I haven't bought taco sauce in the past 2 years. In my humble opinion, I like my sauce more than the store bought stuff. That's saying a lot because I am picky about my food. This recipe is similar to the previous post about making ketchup. See the post here. (Yes I am reusing the same pictures.)
Use as many or as little tomatoes you want. I use about 6-8 quarts of tomatoes. Peel tomatoes (lightly cut an X into the skin and drop them into boiling water.) Leave them in the water for about 10 seconds and put them in cold water (ice water is preferred). The skins will slide off. Core & cut. Leave pot uncovered. Once soft run through food mill to remove seeds. Unlike the picture, you don't need onions or red peppers.
Reduce the tomato mixture to desired thickness. Cook on low for 4-8 hours stirring from time to time to prevent sticking. I prefer my sauce a bit thick so when it covers the spoon & doesn't fall off too quickly I know it's done. The only thing I add after reducing the tomato mixture is my homemade taco seasoning. If you're using my recipe for taco seasoning, I used at least 4-5 tablespoons full. I really don't know how much I just pour some seasoning in until I like the way it tastes. I'm that kind of cook. I usually can get 6-8 pints of taco from 6-8 quarts of tomatoes. Have fun & let me know what you think.
Tuesday, September 10, 2013
I have been making my own taco sauce for the past couple of years and it's pretty easy. Cook down tomatoes, run through a food mill, add my homemade taco seasoning & water bath it. This year I had so many volunteer tomato plants in my garden & they are producing tomatoes to the nth degree I decided to try to make ketchup. Why? We are trying to eat homemade food to help our children with their epilepsy. Less chemical or man made products going into their body.
My ketchup label says this:
"Tomato concentrate (water & tomato paste), high fructose corn syrup, corn syrup, vinegar, salt, onion powder, spice & natural flavoring."

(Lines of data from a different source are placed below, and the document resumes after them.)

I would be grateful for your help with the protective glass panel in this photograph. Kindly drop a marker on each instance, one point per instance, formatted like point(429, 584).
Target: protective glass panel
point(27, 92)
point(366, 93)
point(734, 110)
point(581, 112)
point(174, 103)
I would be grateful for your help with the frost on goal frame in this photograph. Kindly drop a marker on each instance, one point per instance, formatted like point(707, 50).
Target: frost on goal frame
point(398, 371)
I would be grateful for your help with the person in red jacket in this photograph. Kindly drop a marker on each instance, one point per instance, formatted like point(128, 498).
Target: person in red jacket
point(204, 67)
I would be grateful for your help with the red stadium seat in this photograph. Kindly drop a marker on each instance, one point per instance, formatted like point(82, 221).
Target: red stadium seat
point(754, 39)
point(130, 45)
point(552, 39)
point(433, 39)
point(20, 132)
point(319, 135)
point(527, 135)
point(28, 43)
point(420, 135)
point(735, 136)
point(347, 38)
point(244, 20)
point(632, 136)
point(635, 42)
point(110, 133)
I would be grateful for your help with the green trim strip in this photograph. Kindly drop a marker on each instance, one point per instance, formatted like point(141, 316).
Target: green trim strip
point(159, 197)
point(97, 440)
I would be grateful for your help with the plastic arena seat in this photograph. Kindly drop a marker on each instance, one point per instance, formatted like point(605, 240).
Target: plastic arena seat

Thank goodness for my Ball Blue Book of Preserving. I found a wonderful recipe that I will use forever.
- 4 quarts of chopped, peeled, & cored tomatoes (abt 24 large)

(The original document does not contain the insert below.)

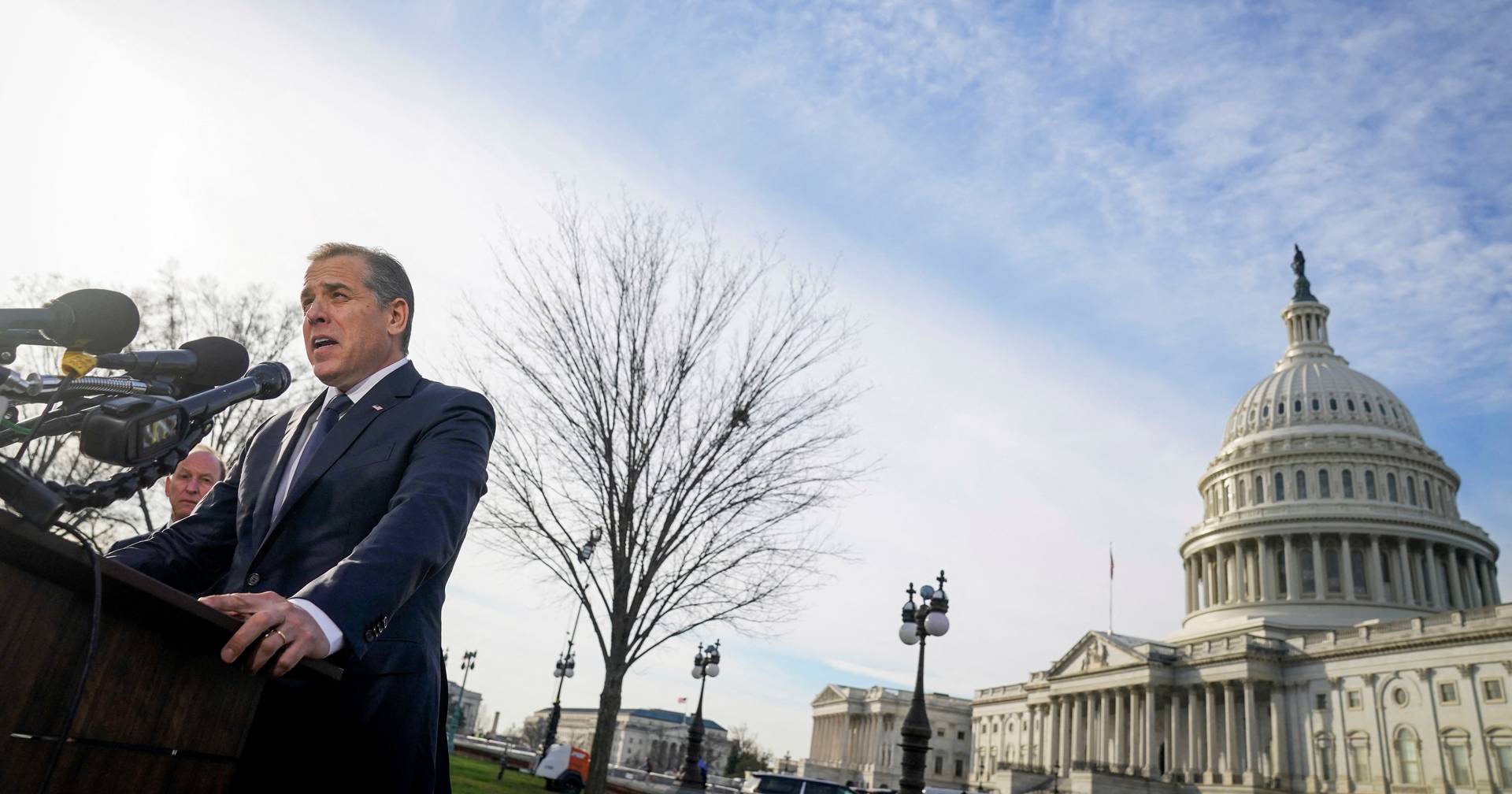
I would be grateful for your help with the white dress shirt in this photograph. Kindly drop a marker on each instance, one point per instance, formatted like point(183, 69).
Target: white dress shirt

- 1 cup chopped onion (1 med)
- 1/2 cup chopped sweet red pepper (1/2 medium)
- 1 1/2 teaspoon celery seed
- 1 teaspoon whole allspice
- 1 teaspoon mustard seed
- 1 stick cinnamon
- 1 c sugar
- 1 tablespoon salt
- 1 tablespoon paprika
- 1 1/2 cups vinegar
Combine tomatoes, onion & pepper in a large sauce pot. Cook until tomatoes are tender. Puree using a food processor or food mill. Cook puree rapidly until thick and reduced by one-half. Tie whole spices in a spice bag. Add spice bag, sugar, salt & paprika to tomato mixture. Simmer 25 minutes, stirring frequently to prevent sticking. Remove spice bag, Ladle hot ketchup into hot jars leaving 1/4 inch head space. Adjust two piece caps. Process 10 minutes in a boiling water canner. Yields about 3 pints.

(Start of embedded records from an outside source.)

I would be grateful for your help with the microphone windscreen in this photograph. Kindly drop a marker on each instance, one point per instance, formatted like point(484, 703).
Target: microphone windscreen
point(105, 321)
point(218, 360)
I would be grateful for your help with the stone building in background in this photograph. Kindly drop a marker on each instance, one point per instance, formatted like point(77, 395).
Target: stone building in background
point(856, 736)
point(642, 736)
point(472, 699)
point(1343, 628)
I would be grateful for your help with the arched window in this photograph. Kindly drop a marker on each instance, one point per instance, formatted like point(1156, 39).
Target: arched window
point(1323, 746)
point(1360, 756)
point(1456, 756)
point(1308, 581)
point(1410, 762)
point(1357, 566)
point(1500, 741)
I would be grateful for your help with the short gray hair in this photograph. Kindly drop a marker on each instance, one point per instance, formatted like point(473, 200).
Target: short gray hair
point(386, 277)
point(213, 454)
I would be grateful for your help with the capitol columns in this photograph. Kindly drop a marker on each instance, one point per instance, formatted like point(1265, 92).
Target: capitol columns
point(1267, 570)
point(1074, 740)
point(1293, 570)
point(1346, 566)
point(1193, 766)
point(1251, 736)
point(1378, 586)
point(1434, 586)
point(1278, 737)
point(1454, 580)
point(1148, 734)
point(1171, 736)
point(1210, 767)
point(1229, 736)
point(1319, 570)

To peel tomatoes lightly cut an X into the skin and drop them into boiling water. Leave them in the water for about 10 seconds and put them in cold water (ice water is preferred). The skins will slide off. Core & cut. Leave pot uncovered. Once soft run through food mill to remove seeds.
Once reduced add spice bag & other ingredients.
*Remember to use iodine free salt or sea salt when canning.
The finish product. This picture does not do it justice. The color is vibrant. It's a deep red-orange almost like the color of marinara sauce. The flavor is AH-MAZING.
In the water bath canner my pretties.
The finish product:
4 pints of tomato heaven. While it is not a thick as store bought, probably because there is no corn syrup to thicken it, but it comes very close. If you cooked it down a bit longer it would be more like store bought. My has the consistency of taco sauce.
NOTE: I don't know how many quarts of tomatoes I had. I just used what tomatoes were ready, I probably used more. than the recipe calls for. I did cook my sauce longer than it said and at a higher temperature. I think from start to finish it took about 8-10 hours, mostly just waiting for the puree to cook down.